Senator for Imo North
- In office May 1999 – May 2007
- Succeeded by: Sylvester Anyanwu

Senator for Imo North
- In office Dec 2020 – 2023
- Preceded by: Benjamin Uwajumogu
- Succeeded by: Chiwuba Patrick Ndubueze

Personal details
- Born: 16 December 1958 (age 67) Imo State, Nigeria
- Party: APC

= Ifeanyi Ararume =

Nigerian politician

Ifeanyi Godwin Ararume (born 16 December 1958) is a Nigerian politician who was appointed as the country's minister of Petroleum Resources and as the Chairman, Board of Management of the Nigerian National Petroleum Company Limited (NNPC Ltd.), in the wake of implementation of the Petroleum Industry Act (PIA). He was the senator who represented Imo North at the 9th Nigerian National Assembly. He was elected Senator for the Imo North (Okigwe) constituency of Imo State, Nigeria at the start of the Nigerian Fourth Republic, running on the People's Democratic Party (PDP) platform. He took office on 29 May 1999. He was re-elected in April 2003.
After taking his seat in the Senate in June 1999, Ararume was appointed to committees on Communications, Police Affairs, Federal Character, Finance & Appropriation, Information and Niger Delta (vice chair).

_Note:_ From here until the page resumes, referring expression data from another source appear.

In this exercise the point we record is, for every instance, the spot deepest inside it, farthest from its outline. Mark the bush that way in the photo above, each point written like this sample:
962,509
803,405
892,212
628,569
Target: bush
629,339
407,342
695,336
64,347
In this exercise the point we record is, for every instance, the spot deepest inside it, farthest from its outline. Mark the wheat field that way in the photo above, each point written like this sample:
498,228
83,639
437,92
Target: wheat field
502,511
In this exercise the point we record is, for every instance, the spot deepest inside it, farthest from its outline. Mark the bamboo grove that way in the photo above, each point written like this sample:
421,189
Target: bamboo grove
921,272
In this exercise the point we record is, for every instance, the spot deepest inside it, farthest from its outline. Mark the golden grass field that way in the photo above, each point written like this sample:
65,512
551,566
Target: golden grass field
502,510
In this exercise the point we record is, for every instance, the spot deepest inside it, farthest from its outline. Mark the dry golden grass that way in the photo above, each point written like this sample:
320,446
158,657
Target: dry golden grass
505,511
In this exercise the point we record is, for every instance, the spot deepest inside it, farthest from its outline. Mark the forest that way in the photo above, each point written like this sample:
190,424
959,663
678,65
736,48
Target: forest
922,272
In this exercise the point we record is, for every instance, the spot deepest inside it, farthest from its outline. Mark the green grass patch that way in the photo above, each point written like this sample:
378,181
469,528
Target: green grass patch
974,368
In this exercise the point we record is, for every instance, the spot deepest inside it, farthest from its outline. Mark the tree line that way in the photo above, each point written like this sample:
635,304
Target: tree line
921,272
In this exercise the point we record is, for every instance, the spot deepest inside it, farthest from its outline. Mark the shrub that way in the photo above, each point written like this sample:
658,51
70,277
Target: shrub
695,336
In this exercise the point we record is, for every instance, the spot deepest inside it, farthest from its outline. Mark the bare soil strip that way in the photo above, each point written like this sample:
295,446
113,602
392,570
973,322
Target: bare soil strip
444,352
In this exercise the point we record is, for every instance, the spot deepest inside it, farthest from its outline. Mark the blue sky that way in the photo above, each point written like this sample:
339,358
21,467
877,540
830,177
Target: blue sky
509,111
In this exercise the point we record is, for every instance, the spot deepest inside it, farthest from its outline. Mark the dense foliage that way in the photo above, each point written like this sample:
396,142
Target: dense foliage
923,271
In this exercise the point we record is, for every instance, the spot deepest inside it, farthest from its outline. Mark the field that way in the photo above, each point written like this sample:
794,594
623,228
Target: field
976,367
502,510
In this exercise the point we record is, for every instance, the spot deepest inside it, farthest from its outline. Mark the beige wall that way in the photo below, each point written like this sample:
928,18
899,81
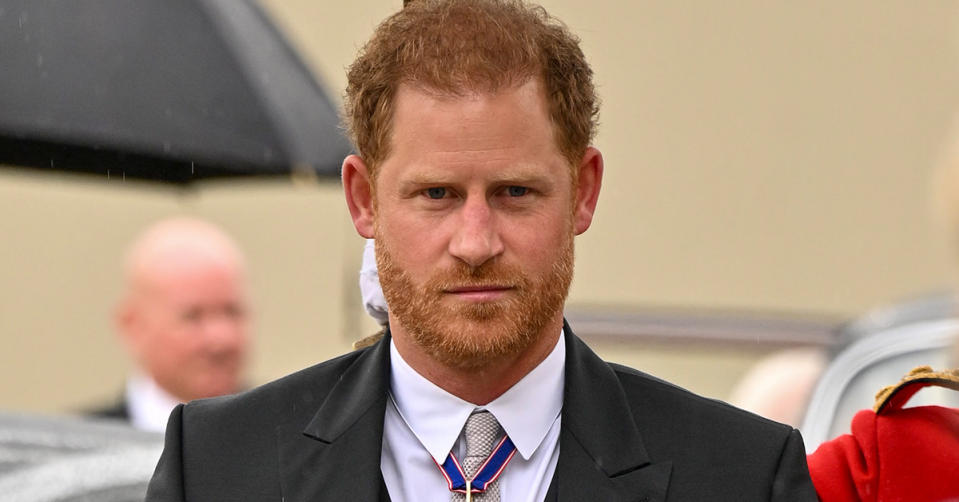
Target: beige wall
760,156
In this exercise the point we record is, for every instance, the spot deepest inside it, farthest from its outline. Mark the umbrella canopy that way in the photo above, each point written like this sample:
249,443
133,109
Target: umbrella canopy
172,90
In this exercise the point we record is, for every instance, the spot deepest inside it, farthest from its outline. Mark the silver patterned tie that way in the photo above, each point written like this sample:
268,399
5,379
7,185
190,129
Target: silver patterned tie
482,432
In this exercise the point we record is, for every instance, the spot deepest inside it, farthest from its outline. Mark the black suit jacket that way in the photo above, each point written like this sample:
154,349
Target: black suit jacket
316,435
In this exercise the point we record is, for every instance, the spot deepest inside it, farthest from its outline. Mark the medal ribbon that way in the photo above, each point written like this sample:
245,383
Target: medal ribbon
486,474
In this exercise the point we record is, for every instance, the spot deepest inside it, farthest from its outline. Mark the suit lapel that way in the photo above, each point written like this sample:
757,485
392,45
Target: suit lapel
602,456
337,455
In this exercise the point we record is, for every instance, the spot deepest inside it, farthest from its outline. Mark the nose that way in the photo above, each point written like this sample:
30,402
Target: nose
476,239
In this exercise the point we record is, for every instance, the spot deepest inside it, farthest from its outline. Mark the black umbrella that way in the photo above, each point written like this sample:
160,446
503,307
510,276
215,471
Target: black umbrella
172,90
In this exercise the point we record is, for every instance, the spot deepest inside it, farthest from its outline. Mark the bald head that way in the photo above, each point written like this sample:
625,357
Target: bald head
184,314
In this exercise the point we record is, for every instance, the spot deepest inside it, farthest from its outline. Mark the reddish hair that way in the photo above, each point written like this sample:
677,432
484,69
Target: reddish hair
462,46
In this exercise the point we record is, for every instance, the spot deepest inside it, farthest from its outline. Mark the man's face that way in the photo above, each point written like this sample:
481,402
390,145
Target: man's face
188,326
474,223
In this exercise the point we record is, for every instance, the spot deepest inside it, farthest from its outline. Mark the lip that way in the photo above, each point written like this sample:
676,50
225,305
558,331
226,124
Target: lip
480,293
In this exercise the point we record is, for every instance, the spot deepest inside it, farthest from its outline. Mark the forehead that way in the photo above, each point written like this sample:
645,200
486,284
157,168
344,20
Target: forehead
511,126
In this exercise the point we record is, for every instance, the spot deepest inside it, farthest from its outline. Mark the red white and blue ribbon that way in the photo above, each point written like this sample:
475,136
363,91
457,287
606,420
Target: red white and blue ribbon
485,475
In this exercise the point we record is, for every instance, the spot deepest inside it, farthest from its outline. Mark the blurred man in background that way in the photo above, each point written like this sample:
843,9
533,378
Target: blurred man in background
183,318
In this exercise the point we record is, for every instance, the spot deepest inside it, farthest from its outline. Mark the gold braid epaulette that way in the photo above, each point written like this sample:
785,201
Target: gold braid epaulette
894,396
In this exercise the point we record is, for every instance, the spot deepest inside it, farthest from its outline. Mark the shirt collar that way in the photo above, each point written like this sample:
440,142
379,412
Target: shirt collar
148,404
526,411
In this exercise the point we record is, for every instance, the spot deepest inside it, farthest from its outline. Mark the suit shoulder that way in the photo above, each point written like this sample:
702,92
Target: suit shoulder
285,398
649,392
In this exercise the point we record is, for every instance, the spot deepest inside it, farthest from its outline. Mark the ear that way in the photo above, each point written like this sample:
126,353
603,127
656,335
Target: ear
357,184
590,178
126,325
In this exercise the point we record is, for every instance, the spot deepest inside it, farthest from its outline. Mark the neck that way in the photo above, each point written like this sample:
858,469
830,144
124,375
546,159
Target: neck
481,385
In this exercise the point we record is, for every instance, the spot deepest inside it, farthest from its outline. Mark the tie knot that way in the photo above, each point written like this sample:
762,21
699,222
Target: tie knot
482,431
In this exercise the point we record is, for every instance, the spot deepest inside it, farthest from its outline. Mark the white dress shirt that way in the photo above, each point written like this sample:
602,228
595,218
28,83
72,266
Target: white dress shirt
423,424
149,405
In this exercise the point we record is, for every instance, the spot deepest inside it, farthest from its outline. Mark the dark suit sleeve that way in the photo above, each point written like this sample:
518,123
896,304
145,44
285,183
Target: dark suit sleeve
167,482
792,482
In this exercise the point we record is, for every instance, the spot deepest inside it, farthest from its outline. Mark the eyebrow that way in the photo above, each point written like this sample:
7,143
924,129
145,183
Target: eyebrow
514,176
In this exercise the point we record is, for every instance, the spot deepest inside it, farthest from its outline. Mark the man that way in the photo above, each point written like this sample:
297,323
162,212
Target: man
472,119
183,318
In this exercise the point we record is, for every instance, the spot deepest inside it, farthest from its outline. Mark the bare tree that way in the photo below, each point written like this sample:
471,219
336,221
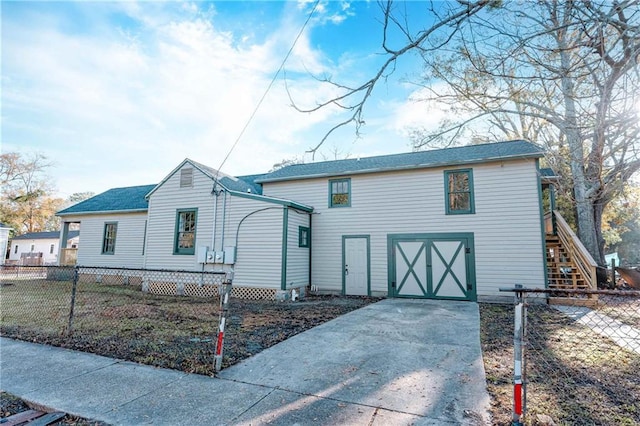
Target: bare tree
448,18
26,202
562,73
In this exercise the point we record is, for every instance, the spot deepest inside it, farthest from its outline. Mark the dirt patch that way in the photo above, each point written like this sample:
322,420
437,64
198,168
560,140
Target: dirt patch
10,405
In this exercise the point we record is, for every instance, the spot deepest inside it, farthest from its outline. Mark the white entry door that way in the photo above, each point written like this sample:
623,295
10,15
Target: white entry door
355,272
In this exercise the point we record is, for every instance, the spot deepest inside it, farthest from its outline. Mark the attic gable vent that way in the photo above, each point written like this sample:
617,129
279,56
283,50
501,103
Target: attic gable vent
186,178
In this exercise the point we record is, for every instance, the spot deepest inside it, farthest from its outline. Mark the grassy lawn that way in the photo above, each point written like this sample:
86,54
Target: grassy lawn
575,376
166,331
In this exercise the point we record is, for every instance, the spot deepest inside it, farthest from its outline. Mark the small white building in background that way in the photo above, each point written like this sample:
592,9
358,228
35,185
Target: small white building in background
4,240
39,248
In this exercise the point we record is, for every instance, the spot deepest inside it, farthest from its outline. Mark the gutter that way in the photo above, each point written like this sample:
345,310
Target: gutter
397,168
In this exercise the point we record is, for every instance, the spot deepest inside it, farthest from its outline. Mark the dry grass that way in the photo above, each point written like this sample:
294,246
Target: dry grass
575,376
165,331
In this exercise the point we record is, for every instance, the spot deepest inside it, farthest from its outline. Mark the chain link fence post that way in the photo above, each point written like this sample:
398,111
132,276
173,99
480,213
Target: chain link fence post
519,373
74,288
224,310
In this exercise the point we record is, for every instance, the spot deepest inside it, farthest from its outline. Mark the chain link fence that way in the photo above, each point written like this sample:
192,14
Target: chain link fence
133,314
577,357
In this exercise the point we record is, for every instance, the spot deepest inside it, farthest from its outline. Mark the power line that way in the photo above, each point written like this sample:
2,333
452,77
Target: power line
268,88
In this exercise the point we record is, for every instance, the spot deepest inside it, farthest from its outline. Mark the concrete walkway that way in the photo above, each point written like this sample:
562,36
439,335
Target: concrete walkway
394,362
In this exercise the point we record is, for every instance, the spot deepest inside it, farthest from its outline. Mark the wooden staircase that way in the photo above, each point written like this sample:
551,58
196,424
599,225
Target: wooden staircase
569,266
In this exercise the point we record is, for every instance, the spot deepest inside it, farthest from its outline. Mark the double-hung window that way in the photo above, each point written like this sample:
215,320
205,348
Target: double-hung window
458,186
109,238
185,238
340,193
304,237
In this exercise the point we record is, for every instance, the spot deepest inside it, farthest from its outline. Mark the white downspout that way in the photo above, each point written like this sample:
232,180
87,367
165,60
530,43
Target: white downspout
215,217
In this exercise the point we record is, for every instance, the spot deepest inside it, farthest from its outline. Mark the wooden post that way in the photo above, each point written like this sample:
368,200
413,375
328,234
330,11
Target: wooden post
613,273
224,311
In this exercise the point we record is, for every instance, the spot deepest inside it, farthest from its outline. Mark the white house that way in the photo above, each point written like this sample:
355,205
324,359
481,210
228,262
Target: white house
39,248
455,223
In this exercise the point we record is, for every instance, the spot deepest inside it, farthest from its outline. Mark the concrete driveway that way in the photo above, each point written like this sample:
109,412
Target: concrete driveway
396,362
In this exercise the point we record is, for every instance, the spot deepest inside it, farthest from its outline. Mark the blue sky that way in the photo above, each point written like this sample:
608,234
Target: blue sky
119,93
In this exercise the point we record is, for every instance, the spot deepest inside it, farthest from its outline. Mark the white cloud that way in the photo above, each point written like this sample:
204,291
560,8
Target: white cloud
124,104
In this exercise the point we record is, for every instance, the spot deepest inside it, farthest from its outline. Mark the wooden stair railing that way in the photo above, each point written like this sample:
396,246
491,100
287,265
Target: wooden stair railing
569,264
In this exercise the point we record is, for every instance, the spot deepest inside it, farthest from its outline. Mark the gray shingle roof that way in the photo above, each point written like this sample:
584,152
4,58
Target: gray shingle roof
412,160
50,235
229,182
114,200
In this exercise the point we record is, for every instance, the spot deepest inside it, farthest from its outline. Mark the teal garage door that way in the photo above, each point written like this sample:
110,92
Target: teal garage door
432,266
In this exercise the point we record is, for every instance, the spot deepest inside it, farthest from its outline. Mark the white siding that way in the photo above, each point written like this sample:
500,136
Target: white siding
39,246
297,257
4,244
259,242
161,226
506,223
129,239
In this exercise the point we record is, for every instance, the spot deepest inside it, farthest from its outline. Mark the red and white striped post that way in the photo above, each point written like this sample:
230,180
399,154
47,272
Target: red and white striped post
224,310
519,382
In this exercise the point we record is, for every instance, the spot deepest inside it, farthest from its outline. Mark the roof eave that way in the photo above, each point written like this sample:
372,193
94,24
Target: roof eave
280,201
401,168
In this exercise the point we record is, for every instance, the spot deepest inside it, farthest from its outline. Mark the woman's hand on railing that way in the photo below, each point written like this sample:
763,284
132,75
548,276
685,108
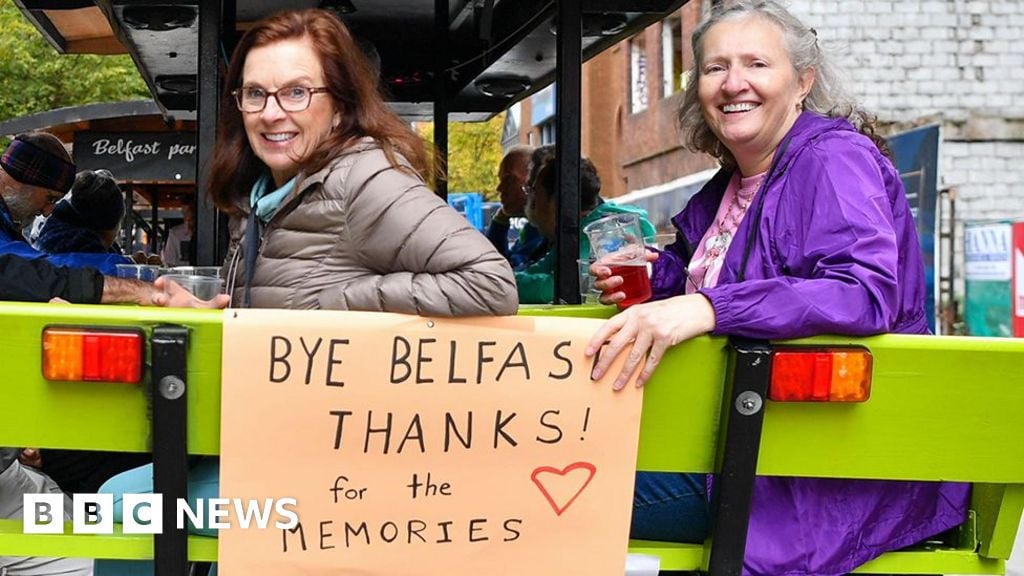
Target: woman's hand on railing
649,329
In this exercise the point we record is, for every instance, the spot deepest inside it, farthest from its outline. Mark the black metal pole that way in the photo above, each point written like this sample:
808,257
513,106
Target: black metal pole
208,245
742,416
170,452
441,18
567,105
156,241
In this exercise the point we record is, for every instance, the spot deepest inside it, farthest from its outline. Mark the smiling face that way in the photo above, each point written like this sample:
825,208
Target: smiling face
749,89
283,139
26,201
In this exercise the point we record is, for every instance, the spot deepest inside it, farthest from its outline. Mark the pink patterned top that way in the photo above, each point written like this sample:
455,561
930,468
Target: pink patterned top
708,258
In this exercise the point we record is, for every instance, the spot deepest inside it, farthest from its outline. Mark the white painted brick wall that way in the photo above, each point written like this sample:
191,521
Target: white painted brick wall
961,62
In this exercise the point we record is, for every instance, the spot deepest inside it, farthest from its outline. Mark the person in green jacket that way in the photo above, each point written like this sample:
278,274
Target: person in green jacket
537,284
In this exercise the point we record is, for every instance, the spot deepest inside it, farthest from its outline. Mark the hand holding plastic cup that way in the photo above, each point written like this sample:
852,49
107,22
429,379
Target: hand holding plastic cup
616,242
203,287
146,273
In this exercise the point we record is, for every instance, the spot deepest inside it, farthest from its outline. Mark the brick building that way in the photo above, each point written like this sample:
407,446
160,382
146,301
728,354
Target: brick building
631,93
957,64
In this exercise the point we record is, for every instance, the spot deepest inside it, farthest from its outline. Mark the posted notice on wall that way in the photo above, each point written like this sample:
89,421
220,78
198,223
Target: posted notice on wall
416,446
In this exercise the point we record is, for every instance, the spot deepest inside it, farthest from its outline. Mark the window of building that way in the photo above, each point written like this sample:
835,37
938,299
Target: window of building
673,67
638,74
548,131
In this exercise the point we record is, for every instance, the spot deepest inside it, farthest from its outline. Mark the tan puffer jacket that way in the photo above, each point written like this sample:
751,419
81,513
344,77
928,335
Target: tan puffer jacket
361,235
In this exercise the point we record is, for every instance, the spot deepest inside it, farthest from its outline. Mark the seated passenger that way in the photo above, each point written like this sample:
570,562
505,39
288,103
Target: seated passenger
35,173
88,219
537,284
513,173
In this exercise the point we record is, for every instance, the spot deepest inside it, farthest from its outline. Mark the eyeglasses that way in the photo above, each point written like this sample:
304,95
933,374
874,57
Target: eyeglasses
52,197
290,98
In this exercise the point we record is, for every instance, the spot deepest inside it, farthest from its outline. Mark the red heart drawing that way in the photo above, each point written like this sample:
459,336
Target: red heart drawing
563,483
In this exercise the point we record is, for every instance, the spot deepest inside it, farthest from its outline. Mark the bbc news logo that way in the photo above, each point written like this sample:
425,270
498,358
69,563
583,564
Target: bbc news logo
143,513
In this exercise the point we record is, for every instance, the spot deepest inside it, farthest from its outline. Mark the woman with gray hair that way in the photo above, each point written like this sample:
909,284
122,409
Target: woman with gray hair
806,230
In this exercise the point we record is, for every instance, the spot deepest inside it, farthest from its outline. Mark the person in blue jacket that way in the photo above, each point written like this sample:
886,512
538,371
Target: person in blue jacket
536,284
35,173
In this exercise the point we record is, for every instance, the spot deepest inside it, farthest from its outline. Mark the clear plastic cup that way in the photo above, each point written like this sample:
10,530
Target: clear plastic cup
146,273
213,272
588,294
203,287
617,242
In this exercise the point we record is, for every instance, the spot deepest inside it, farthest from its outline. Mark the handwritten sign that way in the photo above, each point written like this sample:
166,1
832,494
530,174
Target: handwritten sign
418,446
138,156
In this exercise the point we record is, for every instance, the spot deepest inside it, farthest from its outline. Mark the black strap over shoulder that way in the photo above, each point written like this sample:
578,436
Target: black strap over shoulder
252,242
752,234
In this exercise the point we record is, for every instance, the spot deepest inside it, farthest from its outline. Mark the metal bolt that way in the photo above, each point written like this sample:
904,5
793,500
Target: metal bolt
749,403
171,387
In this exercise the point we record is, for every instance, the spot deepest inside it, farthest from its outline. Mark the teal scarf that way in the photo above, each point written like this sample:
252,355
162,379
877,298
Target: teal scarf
264,201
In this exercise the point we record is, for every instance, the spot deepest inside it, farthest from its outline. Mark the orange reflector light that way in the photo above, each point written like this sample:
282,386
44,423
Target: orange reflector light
79,354
841,374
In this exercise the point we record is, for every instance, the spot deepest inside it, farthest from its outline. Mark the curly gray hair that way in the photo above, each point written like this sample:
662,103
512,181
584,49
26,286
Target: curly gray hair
826,96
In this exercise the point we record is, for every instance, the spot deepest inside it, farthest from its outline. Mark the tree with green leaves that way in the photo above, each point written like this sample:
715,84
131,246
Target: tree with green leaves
34,77
474,151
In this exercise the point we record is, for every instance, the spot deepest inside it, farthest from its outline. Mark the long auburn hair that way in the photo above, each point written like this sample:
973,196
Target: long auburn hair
352,86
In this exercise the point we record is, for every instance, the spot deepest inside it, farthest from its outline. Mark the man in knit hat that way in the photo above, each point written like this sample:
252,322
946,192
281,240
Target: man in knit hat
36,172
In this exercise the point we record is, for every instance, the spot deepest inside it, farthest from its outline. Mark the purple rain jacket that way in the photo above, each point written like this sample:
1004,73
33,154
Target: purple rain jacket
830,247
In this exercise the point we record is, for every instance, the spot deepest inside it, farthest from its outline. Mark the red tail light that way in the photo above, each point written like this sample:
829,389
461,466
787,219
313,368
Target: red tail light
840,374
80,354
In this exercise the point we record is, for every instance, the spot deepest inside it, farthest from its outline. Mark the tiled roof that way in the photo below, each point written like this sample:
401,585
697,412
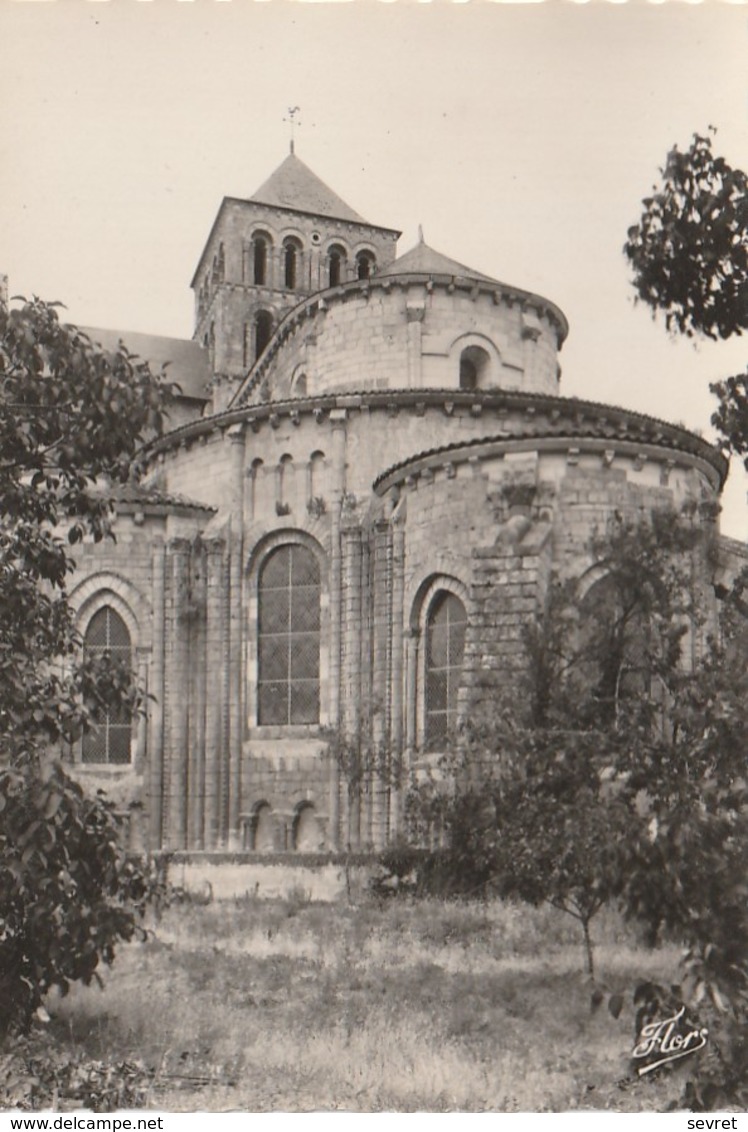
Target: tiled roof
135,494
189,367
294,186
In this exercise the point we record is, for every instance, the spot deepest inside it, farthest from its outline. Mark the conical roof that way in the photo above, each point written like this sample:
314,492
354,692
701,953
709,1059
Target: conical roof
424,260
294,186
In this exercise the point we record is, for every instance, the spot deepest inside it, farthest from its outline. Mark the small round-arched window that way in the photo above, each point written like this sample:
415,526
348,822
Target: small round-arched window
261,831
263,331
445,646
108,636
260,248
473,368
291,264
306,834
364,265
335,265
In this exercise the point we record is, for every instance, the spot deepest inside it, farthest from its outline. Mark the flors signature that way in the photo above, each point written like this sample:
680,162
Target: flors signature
667,1040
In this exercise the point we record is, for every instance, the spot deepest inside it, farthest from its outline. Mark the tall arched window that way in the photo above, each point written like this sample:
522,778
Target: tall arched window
287,685
616,645
364,265
445,645
109,742
259,259
263,331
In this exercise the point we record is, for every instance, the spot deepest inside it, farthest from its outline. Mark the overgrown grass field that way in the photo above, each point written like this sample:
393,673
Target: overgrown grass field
295,1005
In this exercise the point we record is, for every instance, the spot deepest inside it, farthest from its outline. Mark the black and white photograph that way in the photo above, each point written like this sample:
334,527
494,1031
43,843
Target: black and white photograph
374,558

Ararume won the PDP primaries in 2007 to run for governor of Imo State. The party chose to run Charles Ugwu in his place. Ararume protested this decision and secured a Supreme Court ruling in his favor. The party expelled him and chose not to field a candidate, leaving the field open for Ikedi Ohakim of the Progressive Peoples Alliance (PPA).

== Early life ==
Ararume was born on 16 December 1958 in Isiebu, Umuduru in Isiala Mbano Local Government Area of Imo State, Nigeria, to late Marcus Ararume and Adaezi Grace Ararume (Nee Anyiam). He started his formal education at Saint Christopher Primary School, Umuluwe, Ajirija in Isiala Mbano. He completed his secondary education at Dick Tiger Memorial Secondary School, Amaigbo, after previously enrolling at Sapele Technical College, now in Delta State. He earned a Bachelor of Science degree in business administration from Liberty University in Lynchburg, Virginia, and a Master of Science degree (M.Sc.) in international relations from the University of Benin.

== Career ==
Senator Araraume is a career politician. His history in politics began in the 1990s. He served as State Treasurer for Liberal Convention in old Imo State between 1988 and 1989. He joined National Finance Committee of the defunct National Republican Convention (NRC) created by former military dictator General Ibrahim Babangida from 1990 to 1993, and as Chairman, NRC Presidential Primaries for Kwara and Delta States. He was the pioneer State Chairman of the defunct All People's Party (APP); later All Nigeria Peoples Party (ANPP) in Imo State (1998 – 1999).

He was elected to the Senate representing Imo North (Okigwe) constituency of Imo State, Nigeria in 1999 under the platform of People's Democratic Party (PDP) and was re-elected in 2003. During his tenure as a Senator, he served in Senate committees; he was the Chair of the Senate committee on Power and Steel, Vice Chairman of the Senate committee on Culture and Tourism, Vice Chairman of the Senate committee on the Niger Delta Development Commission (NDDC), Chairman Public Hearing committee for South-West zone on amendments to the 1999 Constitution, member of the National Assembly Joint Constitution Review Committee (JCRC) and Chairman of the Senate Committee on Local and Foreign Debts. He was Chairman of the Southern Senators' Forum.

=== Political controversies ===
Ararume practices non-ideological politics. He jumps from one political party to another frequently. He has belonged to all the major political parties in Nigeria. His political career has been fraught with controversies. After winning PDP governorship primaries for Imo State in 2007, the party ran Charles Ugwu in his place due to disputes with party executives. The party claimed his vote tally fell short of the two-thirds stipulation agreed by the party's Congress and that the election was marred by violence. Ararume protested this decision and secured a Supreme Court ruling in his favor. He was however, expelled from the party for anti-party activities and the party chose not to field a candidate in the governorship election. Prior to his election as a senator in 1999, Ararume was the state chairman of the defunct All Peoples Party (APP). He decamped from the APP to PDP a few days before PDP's national assembly primaries where he won the nomination under controversial circumstances.

He later joined the Action Congress of Nigeria (ACN) where he contested the gubernatorial election in 2011 but lost to Rochas Okorocha of All Progressives Grand Alliance (APGA). In 2014, Ararume rejoined the Peoples Democratic Party and contested for its gubernatorial nomination in 2015, which he lost to Chukwuemeka Ihedioha. He later decamped again from PDP to All Progressives Congress (APC) and joined with the incumbent governor Okorocha during the 2015 governorship election. On 5 September 2018, Senator Ararume left the ruling party APC and joined APGA where he is currently contesting the gubernatorial nomination.